The mechanism adopted by the board is valid until April 14, 2023 and provides that shareholders will be able to exercise the right to purchase shares if someone reaches a stake of 15% or more in the company (Musk became the main shareholder of Twitter by buying 9 .2% of the shares outstanding this year).

Musk’s proposal

A regular Twitter user with more than 80 million followers on the social network, Musk has offered to buy all of the company’s shares for $54.20 a share, in a deal that values ​​it at more than $43 billion. $200 billion at current exchange rates).

The billionaire revealed earlier this month that he had bought a 9.2% stake in the social media giant, becoming the company’s biggest investor, which sent Twitter shares up 27% in one day (the biggest rise registered daily).

The next day, Twitter announced it would appoint Musk to the company’s board of directors and the shares rose another 5.89%, but later the billionaire declined the invitation. When the billionaire proposed to buy the social network and go private, however, the shares closed down.
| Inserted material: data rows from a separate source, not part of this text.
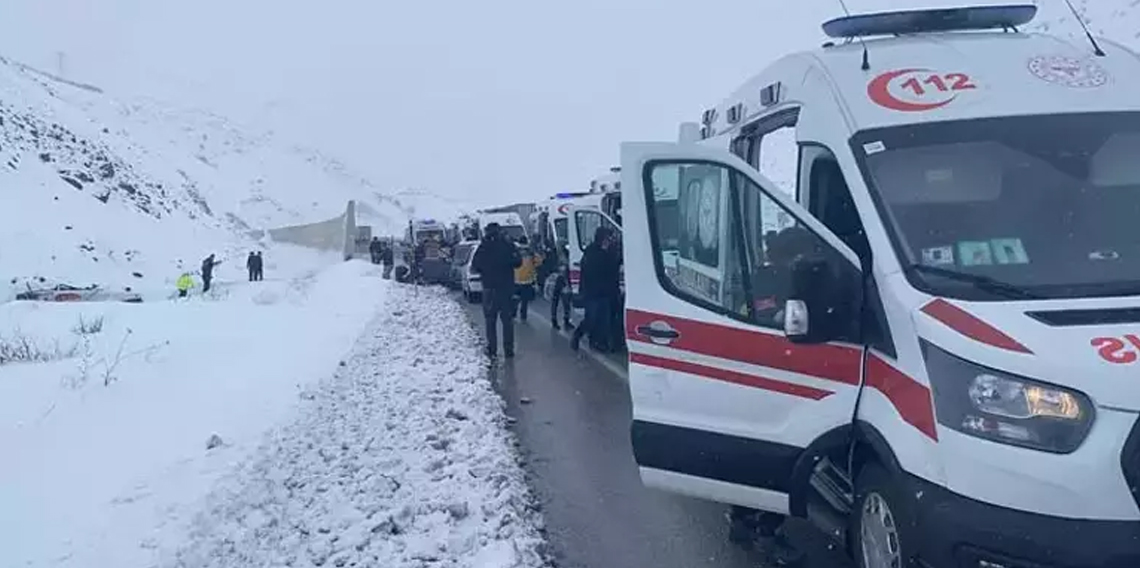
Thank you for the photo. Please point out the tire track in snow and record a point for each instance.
(400, 460)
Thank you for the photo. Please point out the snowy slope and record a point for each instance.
(1116, 19)
(130, 192)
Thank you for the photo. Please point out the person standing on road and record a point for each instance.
(251, 265)
(600, 287)
(374, 249)
(184, 284)
(495, 261)
(561, 292)
(208, 266)
(387, 259)
(524, 277)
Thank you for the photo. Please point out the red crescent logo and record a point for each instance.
(879, 91)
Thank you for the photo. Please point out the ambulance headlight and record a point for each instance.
(1012, 410)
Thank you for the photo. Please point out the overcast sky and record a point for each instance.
(490, 102)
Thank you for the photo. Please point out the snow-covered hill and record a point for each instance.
(1110, 18)
(127, 192)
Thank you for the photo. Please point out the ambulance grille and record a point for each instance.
(1130, 461)
(1075, 317)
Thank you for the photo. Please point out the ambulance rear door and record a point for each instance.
(584, 221)
(724, 402)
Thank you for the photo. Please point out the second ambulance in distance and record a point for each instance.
(933, 347)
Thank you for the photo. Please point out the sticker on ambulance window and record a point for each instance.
(975, 253)
(938, 256)
(1077, 73)
(1009, 251)
(871, 148)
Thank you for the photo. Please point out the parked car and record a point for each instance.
(70, 293)
(461, 254)
(469, 282)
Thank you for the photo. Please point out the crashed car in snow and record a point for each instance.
(70, 293)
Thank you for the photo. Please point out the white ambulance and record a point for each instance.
(933, 345)
(551, 217)
(510, 224)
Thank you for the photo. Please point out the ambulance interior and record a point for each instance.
(1011, 208)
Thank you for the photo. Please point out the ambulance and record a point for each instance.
(551, 218)
(510, 224)
(931, 347)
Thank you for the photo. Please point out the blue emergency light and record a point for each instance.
(943, 19)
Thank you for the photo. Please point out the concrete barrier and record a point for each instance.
(336, 234)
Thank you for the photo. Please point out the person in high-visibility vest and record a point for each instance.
(524, 277)
(184, 284)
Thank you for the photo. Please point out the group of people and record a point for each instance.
(254, 264)
(600, 289)
(511, 270)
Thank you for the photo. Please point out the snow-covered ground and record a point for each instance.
(388, 453)
(400, 460)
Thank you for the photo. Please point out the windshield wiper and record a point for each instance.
(979, 282)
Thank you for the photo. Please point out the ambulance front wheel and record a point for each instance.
(881, 522)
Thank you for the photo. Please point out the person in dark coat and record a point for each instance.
(387, 259)
(374, 248)
(251, 265)
(495, 261)
(208, 266)
(600, 289)
(561, 292)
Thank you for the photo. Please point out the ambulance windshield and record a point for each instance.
(1047, 205)
(560, 229)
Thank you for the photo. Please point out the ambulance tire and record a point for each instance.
(878, 497)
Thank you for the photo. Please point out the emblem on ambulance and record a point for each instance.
(1067, 71)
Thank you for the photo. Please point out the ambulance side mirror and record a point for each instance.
(824, 301)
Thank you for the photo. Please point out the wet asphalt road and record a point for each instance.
(572, 421)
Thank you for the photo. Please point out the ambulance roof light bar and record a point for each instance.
(943, 19)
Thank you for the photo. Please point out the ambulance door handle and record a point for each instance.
(659, 332)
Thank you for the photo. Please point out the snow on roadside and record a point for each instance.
(401, 460)
(110, 475)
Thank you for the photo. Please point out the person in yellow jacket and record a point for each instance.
(184, 284)
(524, 276)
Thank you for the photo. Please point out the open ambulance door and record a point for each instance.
(583, 224)
(724, 399)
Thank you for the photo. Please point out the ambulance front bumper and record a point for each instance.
(957, 532)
“I am offering to buy 100% of Twitter for $54.20 per share in cash, a 54% premium over the day before my investment in Twitter, and a 38% premium over the day before my public announcement of my investment,” Musk said in a letter sent to Twitter president Bret Taylor.

Offer resistance

The Tesla and SpaceX founder stated in the letter that this was his “best and last offer” and that he would reconsider his position as a shareholder if it was not accepted, but the proposed value is below the stock’s peak ($77), reached in February 2021.

Although Musk is currently the richest man in the world, with an estimated fortune of $219 billion according to Forbes, he may have trouble making the deal.
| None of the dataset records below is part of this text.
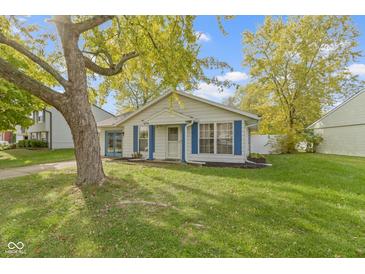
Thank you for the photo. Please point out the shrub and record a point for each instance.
(4, 146)
(136, 155)
(32, 144)
(257, 156)
(311, 140)
(285, 143)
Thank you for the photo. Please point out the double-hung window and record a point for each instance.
(206, 133)
(216, 138)
(143, 139)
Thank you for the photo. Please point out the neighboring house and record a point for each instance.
(50, 126)
(6, 136)
(179, 126)
(343, 128)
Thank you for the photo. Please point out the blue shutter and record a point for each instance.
(194, 138)
(237, 137)
(183, 143)
(151, 141)
(135, 138)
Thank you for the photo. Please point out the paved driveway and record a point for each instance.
(27, 170)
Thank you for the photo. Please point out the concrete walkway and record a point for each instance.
(27, 170)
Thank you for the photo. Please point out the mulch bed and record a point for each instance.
(234, 165)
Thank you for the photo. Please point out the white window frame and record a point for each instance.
(148, 135)
(215, 136)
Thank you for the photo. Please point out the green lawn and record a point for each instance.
(304, 206)
(25, 157)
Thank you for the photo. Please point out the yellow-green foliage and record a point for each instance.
(297, 66)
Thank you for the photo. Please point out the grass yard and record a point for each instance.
(304, 206)
(24, 157)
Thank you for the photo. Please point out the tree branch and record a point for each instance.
(92, 22)
(112, 70)
(11, 74)
(48, 68)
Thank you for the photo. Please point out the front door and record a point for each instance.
(173, 142)
(113, 144)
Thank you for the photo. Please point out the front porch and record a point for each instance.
(167, 136)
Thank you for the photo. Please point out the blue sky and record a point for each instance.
(229, 49)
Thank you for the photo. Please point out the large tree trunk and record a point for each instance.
(77, 111)
(80, 118)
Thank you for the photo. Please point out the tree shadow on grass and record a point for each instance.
(56, 219)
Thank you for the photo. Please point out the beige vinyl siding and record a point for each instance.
(101, 133)
(61, 133)
(343, 129)
(351, 113)
(189, 107)
(349, 140)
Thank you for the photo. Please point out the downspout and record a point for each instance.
(50, 128)
(248, 161)
(186, 147)
(249, 138)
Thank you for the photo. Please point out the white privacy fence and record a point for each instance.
(263, 144)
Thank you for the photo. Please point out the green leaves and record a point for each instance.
(168, 57)
(298, 66)
(16, 106)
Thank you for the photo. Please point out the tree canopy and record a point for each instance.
(89, 53)
(298, 67)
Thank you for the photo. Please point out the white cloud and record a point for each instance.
(357, 69)
(203, 37)
(211, 92)
(234, 76)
As well as offering an amount of cash he doesn’t currently have in cash, Musk is already facing resistance from one of Twitter’s biggest shareholders, Saudi Prince Alwaleed Talal. The Saudi royal said the offer “doesn’t come close to Twitter’s intrinsic value” and that he will reject it.

Musk is also no longer the company’s biggest shareholder. Asset manager Vanguard recently increased its stake in the social network and reported on the 8th that it now owns 82.4 million shares (10.3% of the total).

meeting with employees

At a general staff meeting on Thursday, Twitter CEO Parag Agrawal told employees that the company has a strong culture of protecting its users and that “nobody can change that,” without citing Musk.

Agrawal declined to discuss details of the offer and said only that the board was reviewing it, but he was also asked about Tesla’s treatment of minority employees (Musk is CEO of the company, which was sued in February by the Department of Fair Employment and California Housing for Alleged Racial Discrimination).

Twitter’s CEO said the social network’s board was taking these issues into consideration and emphasized that diversity is central to the company’s identity. Regarding the California lawsuit, Tesla says the claim is “unfair and counterproductive”.